Si les abstractions de François Morellet peuvent paraître obscures au néophyte, ce film les rend limpides. Si elles semblent ennuyeuses au premier regard, ce film leur rend leur ludisme. Dernier sorti d’une collection de vidéocassettes riche de 17 titres, le film consacré à François Morellet est une belle réussite. Le plaisir visible, que prennent Daniel Soutif -directeur du développement culturel du centre Georges-Pompidou- et l’artiste à discuter, se communique au spectateur.
L’entretien a lieu à Cholet, dans la maison de l’artiste. Celui-ci ouvre les portes de ses ateliers dans lesquels est exposée une partie de ses œuvres. Il explique, avec un certain humour, comment il s’invente les règles d’où vont naître ses créations, trésors de la géométrie et de l’arithmétique. L’intervention du créateur se trouve ainsi très contrainte. Il aspire à un minimum de décisions subjectives. Pour lui, « la super bonne règle est une règle qui n’est pas compliquée au départ et qui donne des résultats très différents, très riches, très étonnants. » Elle peut naître de la décomposition de pi (3,1415…), comme d’une suite de chiffres tirée du bottin.
Les systèmes que conçoit l’artiste sont comme des partitions sur lesquelles tout le monde peut jouer. Il travaille d’ailleurs à la réalisation d’un site Web qui permettra à chacun de créer un pi piquant ou un pi rococo selon que l’on décide d’une suite anguleuse ou arrondie. François Morellet fait réaliser ses propres projets par des assistants. Il démontre ainsi non seulement l’autonomie de ses systèmes par rapport à leur inventeur, mais aussi l’importance de la conception par rapport à la réalisation. Il rappelle alors que seuls les arts plastiques souffrent de cette obligation de la belle exécution, indiquant qu’un compositeur n’a pas besoin d’être virtuose et un architecte maçon. Allant jusqu’au bout de son raisonnement, il indique que ses règles sont tellement au point « qu’il n’y a aucune raison qu’un petit accident mortel puisse mettre fin au développement de tout ça ».
Des images d’archives viennent éclairer les propos de l’artiste et de Daniel Soutif sur les créations du Groupe de recherche d’art visuel, dont Morellet faisait partie dans les années 60. Déjà, le jeu semble bien présent ; les passants sont invités à participer à des interventions, les inventions se mettent en mouvement, créent des effets d’optique. Et lorsque l’on est convaincu que cet artiste reste décidément un joyeux joueur, certes talentueux, l’entretien rappelle qu’un certain nombre de façades ou d’espaces architecturaux sont habillés par ses suites arithmétiques -grâce aux néons, à la faïence ou à la peinture. L’œuvre prend alors une autre dimension, une dimension monumentale.

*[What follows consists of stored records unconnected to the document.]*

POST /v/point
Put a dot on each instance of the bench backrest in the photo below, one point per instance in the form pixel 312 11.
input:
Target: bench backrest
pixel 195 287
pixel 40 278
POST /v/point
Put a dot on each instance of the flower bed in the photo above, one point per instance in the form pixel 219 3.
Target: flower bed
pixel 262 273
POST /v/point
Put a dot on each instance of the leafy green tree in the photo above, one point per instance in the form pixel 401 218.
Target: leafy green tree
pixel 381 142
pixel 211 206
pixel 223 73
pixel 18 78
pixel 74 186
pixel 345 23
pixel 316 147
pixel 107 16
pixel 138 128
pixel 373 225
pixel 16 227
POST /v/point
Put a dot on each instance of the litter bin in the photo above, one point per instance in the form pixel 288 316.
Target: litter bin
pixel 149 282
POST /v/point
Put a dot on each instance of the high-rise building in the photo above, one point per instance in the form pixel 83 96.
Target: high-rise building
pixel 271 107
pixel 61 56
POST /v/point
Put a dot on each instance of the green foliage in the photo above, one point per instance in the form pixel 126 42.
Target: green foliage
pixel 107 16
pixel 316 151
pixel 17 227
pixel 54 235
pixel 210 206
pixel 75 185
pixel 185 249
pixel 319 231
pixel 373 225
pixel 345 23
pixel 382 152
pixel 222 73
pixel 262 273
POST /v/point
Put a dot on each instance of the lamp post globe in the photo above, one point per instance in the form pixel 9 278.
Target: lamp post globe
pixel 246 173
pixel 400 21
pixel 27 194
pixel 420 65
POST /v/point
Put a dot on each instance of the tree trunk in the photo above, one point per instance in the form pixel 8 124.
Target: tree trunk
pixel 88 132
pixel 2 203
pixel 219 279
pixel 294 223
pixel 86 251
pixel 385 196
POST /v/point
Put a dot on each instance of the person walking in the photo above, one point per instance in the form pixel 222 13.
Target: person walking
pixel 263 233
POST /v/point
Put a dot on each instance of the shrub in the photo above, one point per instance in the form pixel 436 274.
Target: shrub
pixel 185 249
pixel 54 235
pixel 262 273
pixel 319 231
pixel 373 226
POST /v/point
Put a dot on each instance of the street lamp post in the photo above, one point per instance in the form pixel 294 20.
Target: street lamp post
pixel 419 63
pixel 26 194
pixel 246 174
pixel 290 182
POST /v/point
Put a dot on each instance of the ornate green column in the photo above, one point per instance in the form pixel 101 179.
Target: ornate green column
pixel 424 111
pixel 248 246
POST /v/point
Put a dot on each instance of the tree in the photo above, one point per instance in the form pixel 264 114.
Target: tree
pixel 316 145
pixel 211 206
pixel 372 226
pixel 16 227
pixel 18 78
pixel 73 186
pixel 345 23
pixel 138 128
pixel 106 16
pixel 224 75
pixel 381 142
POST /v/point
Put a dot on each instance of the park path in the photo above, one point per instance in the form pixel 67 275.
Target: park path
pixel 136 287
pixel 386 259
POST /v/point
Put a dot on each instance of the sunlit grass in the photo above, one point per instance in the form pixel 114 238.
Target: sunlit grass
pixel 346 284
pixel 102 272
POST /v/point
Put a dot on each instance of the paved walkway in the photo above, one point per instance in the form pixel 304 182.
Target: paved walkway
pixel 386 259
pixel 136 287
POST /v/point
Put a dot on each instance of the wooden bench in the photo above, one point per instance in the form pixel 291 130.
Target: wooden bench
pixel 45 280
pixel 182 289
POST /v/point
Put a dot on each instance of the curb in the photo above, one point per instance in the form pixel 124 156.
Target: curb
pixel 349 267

Ce film, réalisé par Camille Guichard, fait partie de la série Mémoire dans la collection Art contemporain éditée par la Réunion des Musées Nationaux. Elle regroupe huit entretiens entre un artiste -ou une galeriste, Denise René- et un critique. A ça s’ajoute les séries Portrait et Repères. La première présente des artistes tels que Richard Serra, Christian Boltanski ou Georg Baselitz ; la seconde ne comprend pour l’instant que deux titres : La Maison de Jean-Pierre Raynaud et Les Vitraux de Soulages. Chaque film prend le temps de présenter son sujet sans tomber dans le rébarbatif. A eux tous, ils constituent une belle collection de portraits de quelques grands acteurs de l’art contemporain. Parions que les plus réticents, encore persuadés que leur fils de cinq ans ferait aussi bien que nos artistes actuels, se mordront les doigts d’avoir prononcé de telles inepties après une petite cure devant leur téléviseur.
Vous pouvez retrouver François Morellet à travers une exposition du musée Zadkine jusqu’au 5 mars 2000 (100 bis, rue d’Assas – Paris 6e) et dans toutes les bonnes librairies, grâce à la publication de textes de l’artiste : Mais comment taire mes commentaires, dans la collection Ecrits d’artistes de l’Ecole nationale supérieure des beaux-arts.